The frequency analysis unit 39 performs frequency analysis on the shape profile obtained by the profile acquisition unit 40. Examples of the frequency analysis include an analysis method using Fourier transform and an analysis method using wavelet transform. FIG. 13 is a graph showing an example of a result obtained by acquiring a shape profile of a joint part for each of a bone disease patient and a healthy person and applying Fourier transform to the shape profile. As shown in FIG. 13, in a bone disease patient, PS (power spectrum) is higher in a region surrounded by an ellipse Q than in a healthy person. Thus, if frequency analysis is performed on the shape profile of the joint, a difference between a healthy person and a patient appears in the analysis result.
Note that, as described above, the frequency analysis executed by the frequency analysis unit 39 is applied when obtaining a database index stored in the storage unit 32.

  The index calculation unit 38 calculates an index related to the disease of the joint based on the analysis result of the frequency analysis unit 39. Specifically, for example, as shown in FIG. 14, the analysis result Q1 of the frequency analysis unit 39 is integrated within the region of the spatial frequency of 3 to 5 cycles / mm in the actual subject size, and the integrated value is integrated into the disease of the joint. Calculated as an index. The region of the spatial frequency of 3 to 5 cycles / mm in the actual subject size is set in a place where the difference between the bone disease patient and the healthy subject is likely to appear (the above-mentioned ellipse Q).

Then, the index calculation unit 38 compares the calculated index currently obtained by the index calculation unit 38 with a preset threshold value in the storage unit 32 to determine whether a disease has developed in the joint part of the bone. Judge whether or not.
For example, FIG. 12 is a comparison of calculated indices (the above-mentioned integrated value Hf) in five healthy subjects and five bone disease patients. The circles in the figure are average values of five people.
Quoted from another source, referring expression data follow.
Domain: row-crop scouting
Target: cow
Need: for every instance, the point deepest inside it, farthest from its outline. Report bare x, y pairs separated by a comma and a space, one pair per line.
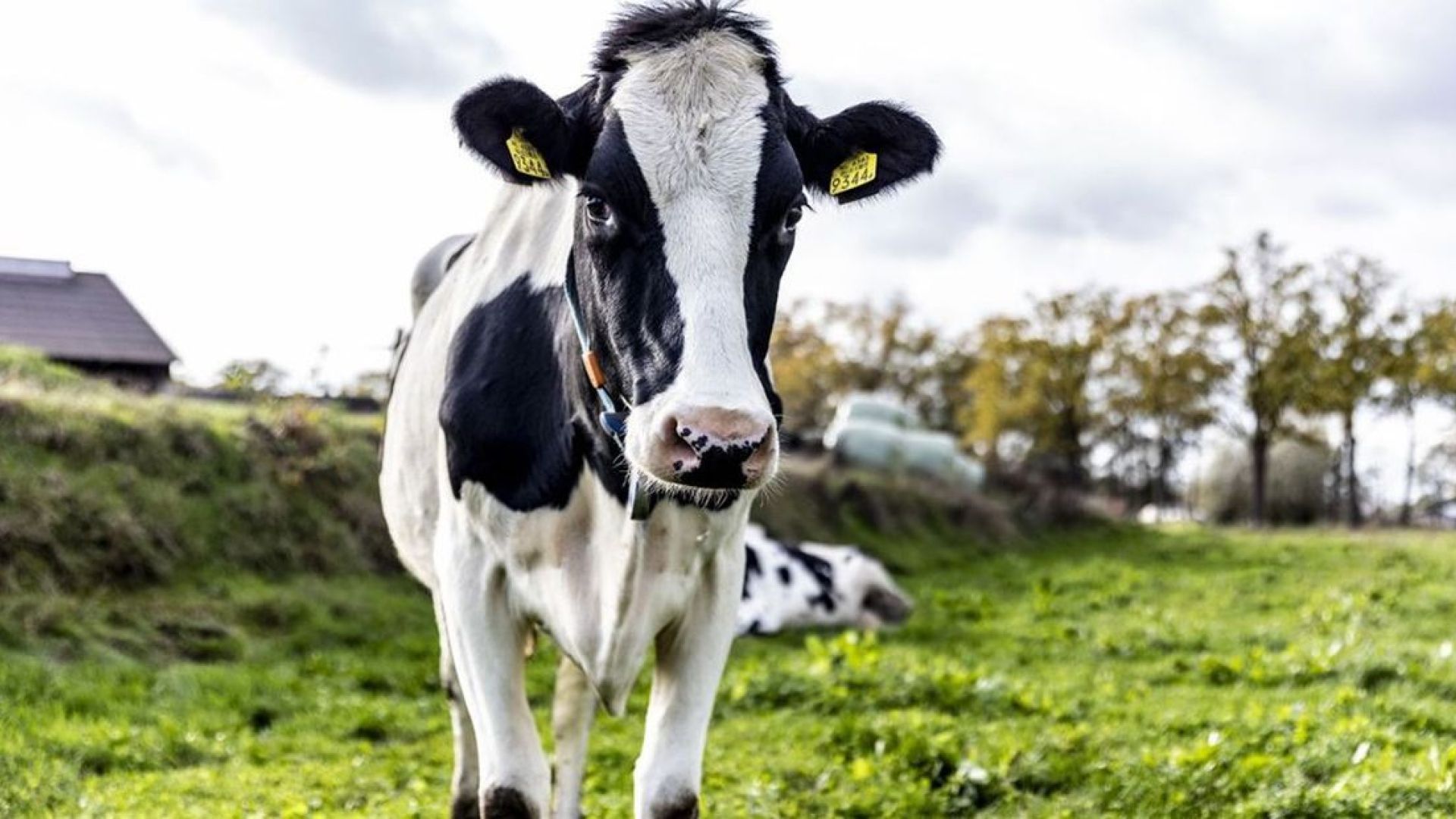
584, 411
814, 586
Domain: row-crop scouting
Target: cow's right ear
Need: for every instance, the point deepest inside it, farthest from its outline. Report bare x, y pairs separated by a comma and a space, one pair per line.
514, 127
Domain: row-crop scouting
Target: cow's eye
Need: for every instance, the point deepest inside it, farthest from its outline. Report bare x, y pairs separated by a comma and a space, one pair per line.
791, 223
599, 212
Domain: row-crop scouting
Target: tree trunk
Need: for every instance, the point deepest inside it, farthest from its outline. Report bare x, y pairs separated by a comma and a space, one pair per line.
1408, 500
1351, 477
1161, 475
1260, 457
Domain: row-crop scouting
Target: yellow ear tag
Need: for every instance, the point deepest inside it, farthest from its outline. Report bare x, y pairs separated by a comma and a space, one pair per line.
526, 158
858, 169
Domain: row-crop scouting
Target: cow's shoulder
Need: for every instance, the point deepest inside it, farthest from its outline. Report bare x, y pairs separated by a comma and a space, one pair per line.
506, 413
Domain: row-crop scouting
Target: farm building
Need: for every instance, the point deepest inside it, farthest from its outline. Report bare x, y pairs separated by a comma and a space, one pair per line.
80, 319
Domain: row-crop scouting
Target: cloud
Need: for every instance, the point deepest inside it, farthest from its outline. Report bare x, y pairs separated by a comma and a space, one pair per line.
930, 219
421, 49
1354, 64
1131, 206
169, 152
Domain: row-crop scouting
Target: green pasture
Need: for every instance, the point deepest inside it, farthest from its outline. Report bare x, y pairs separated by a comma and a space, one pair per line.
1114, 672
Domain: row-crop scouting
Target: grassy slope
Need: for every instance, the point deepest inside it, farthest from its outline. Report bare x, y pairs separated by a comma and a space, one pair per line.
99, 487
1136, 673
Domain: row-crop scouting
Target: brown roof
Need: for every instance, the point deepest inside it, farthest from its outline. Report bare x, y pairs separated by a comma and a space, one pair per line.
76, 316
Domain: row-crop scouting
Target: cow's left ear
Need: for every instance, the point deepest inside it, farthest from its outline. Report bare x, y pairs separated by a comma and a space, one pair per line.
520, 131
862, 150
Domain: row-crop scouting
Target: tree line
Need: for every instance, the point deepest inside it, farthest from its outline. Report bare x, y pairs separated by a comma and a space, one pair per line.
1092, 387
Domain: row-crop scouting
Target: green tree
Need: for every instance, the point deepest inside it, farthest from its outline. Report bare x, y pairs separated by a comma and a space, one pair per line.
805, 369
1163, 379
1264, 308
1036, 376
1356, 354
251, 378
996, 387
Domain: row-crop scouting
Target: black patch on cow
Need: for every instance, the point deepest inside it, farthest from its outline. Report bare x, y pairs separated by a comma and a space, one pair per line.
506, 803
629, 299
750, 569
682, 806
663, 25
465, 806
504, 411
887, 605
823, 575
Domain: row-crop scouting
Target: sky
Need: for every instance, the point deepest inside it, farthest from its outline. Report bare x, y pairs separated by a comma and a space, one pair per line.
261, 175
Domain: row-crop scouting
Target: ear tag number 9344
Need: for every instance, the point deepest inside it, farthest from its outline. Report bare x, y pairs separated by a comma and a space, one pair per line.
526, 158
858, 169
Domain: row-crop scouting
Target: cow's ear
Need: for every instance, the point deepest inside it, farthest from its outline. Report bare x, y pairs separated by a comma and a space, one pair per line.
862, 150
514, 127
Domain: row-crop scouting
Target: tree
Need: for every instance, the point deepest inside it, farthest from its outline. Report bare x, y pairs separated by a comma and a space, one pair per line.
1356, 356
805, 369
373, 385
995, 385
824, 352
1036, 376
1266, 311
251, 378
1163, 376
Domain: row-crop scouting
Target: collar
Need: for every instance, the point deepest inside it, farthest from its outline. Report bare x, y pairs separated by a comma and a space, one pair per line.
612, 420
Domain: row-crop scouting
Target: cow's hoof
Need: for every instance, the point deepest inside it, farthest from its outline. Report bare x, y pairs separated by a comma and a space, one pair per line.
465, 806
506, 803
680, 808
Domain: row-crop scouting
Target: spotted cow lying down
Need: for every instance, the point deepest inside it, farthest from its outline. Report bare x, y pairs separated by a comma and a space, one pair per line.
814, 586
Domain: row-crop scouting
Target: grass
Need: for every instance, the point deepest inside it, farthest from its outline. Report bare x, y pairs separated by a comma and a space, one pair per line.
1183, 672
99, 487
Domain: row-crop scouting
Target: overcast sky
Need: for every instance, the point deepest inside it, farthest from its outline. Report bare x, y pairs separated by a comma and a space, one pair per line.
261, 175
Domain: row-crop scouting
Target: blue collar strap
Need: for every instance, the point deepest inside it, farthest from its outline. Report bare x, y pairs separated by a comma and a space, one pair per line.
612, 420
As shown in FIG. 12, the average value of the calculation index for healthy persons is about 25000, while the average value of the calculation index for patients is about 32500. Therefore, in this embodiment, for example, 30000 is stored as the threshold value in the storage unit 32, and the index calculation unit 38 compares the currently calculated calculation index with the threshold value stored in advance in the storage unit 32. Then, the presence or absence of a disease in the region of interest R of the evaluation target bone B1 is evaluated.
The threshold value is obtained from experiments, simulations, analysis of past data, and the like so that the initial symptoms of bone disease can be determined.

  In addition, the index calculation unit 38 compares the calculated index currently obtained by the index calculation unit 38 with the index of the database in the storage unit 32 that matches the age and sex of the subject who is the target of the calculation index. Thus, the degree of the disease in the joint portion of the bone is determined by taking into account the difference in the degree of the disease depending on the age and sex.
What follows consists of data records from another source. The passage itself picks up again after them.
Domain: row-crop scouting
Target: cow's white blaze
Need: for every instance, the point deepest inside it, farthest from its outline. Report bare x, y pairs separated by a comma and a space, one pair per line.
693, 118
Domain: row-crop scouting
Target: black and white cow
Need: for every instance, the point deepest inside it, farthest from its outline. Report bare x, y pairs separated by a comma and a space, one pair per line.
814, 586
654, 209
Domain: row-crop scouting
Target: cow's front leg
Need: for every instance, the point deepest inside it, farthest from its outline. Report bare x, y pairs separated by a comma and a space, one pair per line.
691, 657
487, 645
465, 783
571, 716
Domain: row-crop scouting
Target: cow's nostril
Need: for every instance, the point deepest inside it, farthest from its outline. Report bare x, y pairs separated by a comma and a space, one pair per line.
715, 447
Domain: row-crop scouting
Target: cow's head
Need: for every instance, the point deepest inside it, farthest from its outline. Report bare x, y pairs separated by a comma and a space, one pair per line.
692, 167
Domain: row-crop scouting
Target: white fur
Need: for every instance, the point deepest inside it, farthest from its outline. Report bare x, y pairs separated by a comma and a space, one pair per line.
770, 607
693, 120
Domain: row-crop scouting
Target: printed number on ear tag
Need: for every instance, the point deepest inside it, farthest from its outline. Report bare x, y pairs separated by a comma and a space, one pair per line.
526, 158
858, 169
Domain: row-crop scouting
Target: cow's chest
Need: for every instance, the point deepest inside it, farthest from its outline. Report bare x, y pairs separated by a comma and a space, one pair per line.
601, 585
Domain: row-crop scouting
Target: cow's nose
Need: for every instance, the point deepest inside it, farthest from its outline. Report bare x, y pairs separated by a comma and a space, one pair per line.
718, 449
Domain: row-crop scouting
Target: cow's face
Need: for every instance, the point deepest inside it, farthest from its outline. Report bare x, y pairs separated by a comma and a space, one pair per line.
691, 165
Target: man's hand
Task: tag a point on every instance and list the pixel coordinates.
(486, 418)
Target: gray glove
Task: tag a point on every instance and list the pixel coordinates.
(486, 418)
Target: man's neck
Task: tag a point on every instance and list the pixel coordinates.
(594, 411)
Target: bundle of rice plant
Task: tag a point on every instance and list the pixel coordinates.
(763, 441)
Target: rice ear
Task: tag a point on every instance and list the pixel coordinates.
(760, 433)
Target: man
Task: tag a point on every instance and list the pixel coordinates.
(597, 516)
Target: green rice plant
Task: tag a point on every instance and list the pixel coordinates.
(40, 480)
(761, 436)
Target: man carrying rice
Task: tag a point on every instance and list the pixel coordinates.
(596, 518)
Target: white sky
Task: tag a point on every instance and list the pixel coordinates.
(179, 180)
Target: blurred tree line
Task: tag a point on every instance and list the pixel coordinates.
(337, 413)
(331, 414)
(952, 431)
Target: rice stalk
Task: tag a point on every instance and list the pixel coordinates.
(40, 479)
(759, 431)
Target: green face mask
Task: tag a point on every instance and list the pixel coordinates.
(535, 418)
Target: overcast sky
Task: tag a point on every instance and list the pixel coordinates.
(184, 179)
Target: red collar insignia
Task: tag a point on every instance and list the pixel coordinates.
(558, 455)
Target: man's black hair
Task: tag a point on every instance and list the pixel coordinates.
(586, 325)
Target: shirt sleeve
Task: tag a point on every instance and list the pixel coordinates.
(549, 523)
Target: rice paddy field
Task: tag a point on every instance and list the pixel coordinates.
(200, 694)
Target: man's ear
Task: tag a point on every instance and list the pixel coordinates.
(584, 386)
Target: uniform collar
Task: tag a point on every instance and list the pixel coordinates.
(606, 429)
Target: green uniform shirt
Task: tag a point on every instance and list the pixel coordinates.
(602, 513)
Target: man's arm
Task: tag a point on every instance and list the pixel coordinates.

  Furthermore, the index calculation unit 38 compares the calculated index currently obtained by the index calculation unit 38 with the past calculated index stored in the storage unit 32, so that the disease over time in the same patient is changed over time. Track changes.
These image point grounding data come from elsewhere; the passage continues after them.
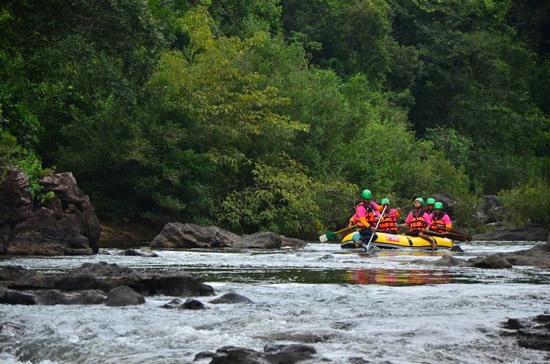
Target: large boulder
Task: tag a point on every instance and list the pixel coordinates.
(64, 225)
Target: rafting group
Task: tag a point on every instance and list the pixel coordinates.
(427, 226)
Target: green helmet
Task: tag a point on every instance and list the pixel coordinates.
(366, 194)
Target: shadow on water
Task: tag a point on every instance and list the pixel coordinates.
(378, 276)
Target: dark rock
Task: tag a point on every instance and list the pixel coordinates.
(232, 298)
(531, 333)
(65, 225)
(175, 303)
(259, 241)
(204, 355)
(11, 297)
(525, 233)
(56, 297)
(105, 277)
(192, 304)
(142, 252)
(288, 354)
(292, 242)
(491, 262)
(124, 296)
(178, 235)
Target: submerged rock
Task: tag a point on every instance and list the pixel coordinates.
(99, 277)
(531, 333)
(176, 235)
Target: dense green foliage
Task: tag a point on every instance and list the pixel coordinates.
(273, 115)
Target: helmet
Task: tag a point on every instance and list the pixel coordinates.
(366, 194)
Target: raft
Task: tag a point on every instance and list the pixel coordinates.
(396, 241)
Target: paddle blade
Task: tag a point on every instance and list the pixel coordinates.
(326, 237)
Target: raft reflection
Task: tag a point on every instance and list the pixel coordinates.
(398, 277)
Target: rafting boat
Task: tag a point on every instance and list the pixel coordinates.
(396, 241)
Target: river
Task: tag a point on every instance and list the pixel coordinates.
(381, 308)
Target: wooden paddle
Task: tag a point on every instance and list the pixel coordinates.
(376, 228)
(337, 234)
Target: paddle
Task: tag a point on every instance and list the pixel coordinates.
(457, 235)
(337, 234)
(376, 228)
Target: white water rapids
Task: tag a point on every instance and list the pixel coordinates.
(385, 308)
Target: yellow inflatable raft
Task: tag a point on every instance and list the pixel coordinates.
(396, 241)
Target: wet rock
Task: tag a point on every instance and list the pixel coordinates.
(287, 354)
(177, 235)
(259, 241)
(124, 296)
(192, 304)
(491, 262)
(292, 242)
(525, 233)
(175, 303)
(56, 297)
(105, 277)
(141, 252)
(531, 333)
(11, 297)
(65, 225)
(231, 298)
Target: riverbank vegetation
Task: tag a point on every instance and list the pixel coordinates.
(273, 115)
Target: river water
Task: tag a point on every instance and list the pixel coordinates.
(381, 308)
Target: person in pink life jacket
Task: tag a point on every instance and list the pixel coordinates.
(441, 222)
(388, 222)
(418, 221)
(365, 216)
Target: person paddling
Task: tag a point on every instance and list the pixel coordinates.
(366, 214)
(430, 205)
(418, 220)
(388, 221)
(441, 222)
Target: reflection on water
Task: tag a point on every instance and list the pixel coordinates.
(399, 277)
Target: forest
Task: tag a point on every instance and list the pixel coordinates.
(273, 115)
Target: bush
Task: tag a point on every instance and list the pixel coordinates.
(529, 203)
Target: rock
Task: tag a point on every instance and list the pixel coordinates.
(259, 241)
(491, 262)
(178, 235)
(124, 296)
(56, 297)
(525, 233)
(142, 252)
(11, 297)
(65, 225)
(192, 304)
(175, 303)
(231, 298)
(531, 333)
(104, 277)
(292, 242)
(288, 354)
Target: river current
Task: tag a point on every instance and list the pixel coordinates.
(381, 308)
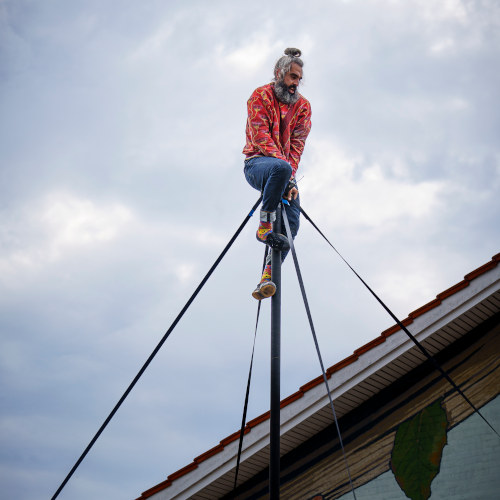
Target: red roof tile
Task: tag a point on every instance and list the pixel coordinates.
(338, 366)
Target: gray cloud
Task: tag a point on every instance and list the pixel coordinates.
(121, 181)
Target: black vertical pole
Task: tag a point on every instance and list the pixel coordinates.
(274, 460)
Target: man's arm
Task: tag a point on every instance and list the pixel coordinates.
(299, 135)
(260, 126)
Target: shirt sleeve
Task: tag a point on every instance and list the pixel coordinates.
(260, 125)
(299, 135)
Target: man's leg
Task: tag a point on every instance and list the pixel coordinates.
(293, 215)
(270, 176)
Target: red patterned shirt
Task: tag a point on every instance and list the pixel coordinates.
(265, 116)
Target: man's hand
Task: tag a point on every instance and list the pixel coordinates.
(292, 194)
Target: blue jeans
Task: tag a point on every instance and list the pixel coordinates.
(270, 176)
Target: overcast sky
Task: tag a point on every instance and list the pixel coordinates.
(121, 130)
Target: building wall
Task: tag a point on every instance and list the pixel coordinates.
(425, 440)
(470, 465)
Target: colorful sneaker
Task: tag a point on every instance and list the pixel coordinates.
(266, 288)
(266, 235)
(265, 228)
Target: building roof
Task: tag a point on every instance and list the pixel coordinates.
(371, 368)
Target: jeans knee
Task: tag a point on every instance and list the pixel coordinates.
(283, 170)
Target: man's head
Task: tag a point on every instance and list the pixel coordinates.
(287, 76)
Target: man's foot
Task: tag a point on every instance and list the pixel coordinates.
(266, 288)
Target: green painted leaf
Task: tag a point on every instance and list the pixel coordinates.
(417, 451)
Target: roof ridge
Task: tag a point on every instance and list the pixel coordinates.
(329, 371)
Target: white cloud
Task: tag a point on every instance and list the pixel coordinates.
(61, 223)
(358, 194)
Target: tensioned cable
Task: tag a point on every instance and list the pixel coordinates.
(311, 324)
(400, 324)
(157, 348)
(245, 406)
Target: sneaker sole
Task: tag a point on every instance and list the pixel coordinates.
(264, 291)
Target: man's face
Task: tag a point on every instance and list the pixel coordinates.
(286, 87)
(292, 78)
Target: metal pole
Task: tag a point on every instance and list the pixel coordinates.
(274, 460)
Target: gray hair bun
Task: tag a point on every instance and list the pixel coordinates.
(292, 52)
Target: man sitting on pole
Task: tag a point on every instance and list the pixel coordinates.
(279, 121)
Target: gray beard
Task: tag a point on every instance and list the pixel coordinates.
(283, 95)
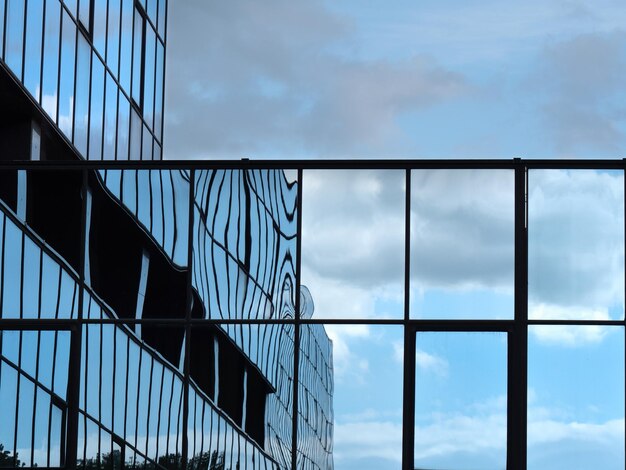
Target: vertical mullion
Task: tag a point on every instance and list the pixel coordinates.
(25, 11)
(4, 30)
(160, 137)
(187, 364)
(17, 399)
(58, 84)
(408, 397)
(113, 430)
(76, 343)
(517, 361)
(76, 47)
(296, 316)
(43, 48)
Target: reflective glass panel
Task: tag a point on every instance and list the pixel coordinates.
(350, 396)
(34, 29)
(462, 244)
(14, 39)
(66, 84)
(575, 397)
(244, 243)
(461, 400)
(576, 244)
(49, 97)
(81, 105)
  And based on the judgment result and tracking result of the above-mentioned index calculation part 38, control part 31 makes the display part of image output device 50 mentioned below display according to the result, or the film according to the result It is supposed to be output.

The image processing unit 35 performs image processing such as gradation processing for adjusting the contrast of the image, processing for adjusting the density, frequency processing for adjusting the sharpness, and the like on the image data of the radiation image. Thereby, it is possible to perform image processing suitable for conditions such as an imaging region.
Note that image processing parameters that define image processing conditions corresponding to conditions such as an imaging region, an imaging condition, and an imaging direction are stored in advance in the storage unit 32 and the like. The image processing unit 35 reads out the corresponding image processing parameters from the storage unit 32 in accordance with information attached to the image data such as the imaged region, the imaging direction, or the like. It is preferable to determine image processing conditions based on the read parameters. Note that when the image data does not include information such as the imaged part and the imaging direction, necessary conditions may be input from the input unit 33 or the like, and image processing may be performed based on this.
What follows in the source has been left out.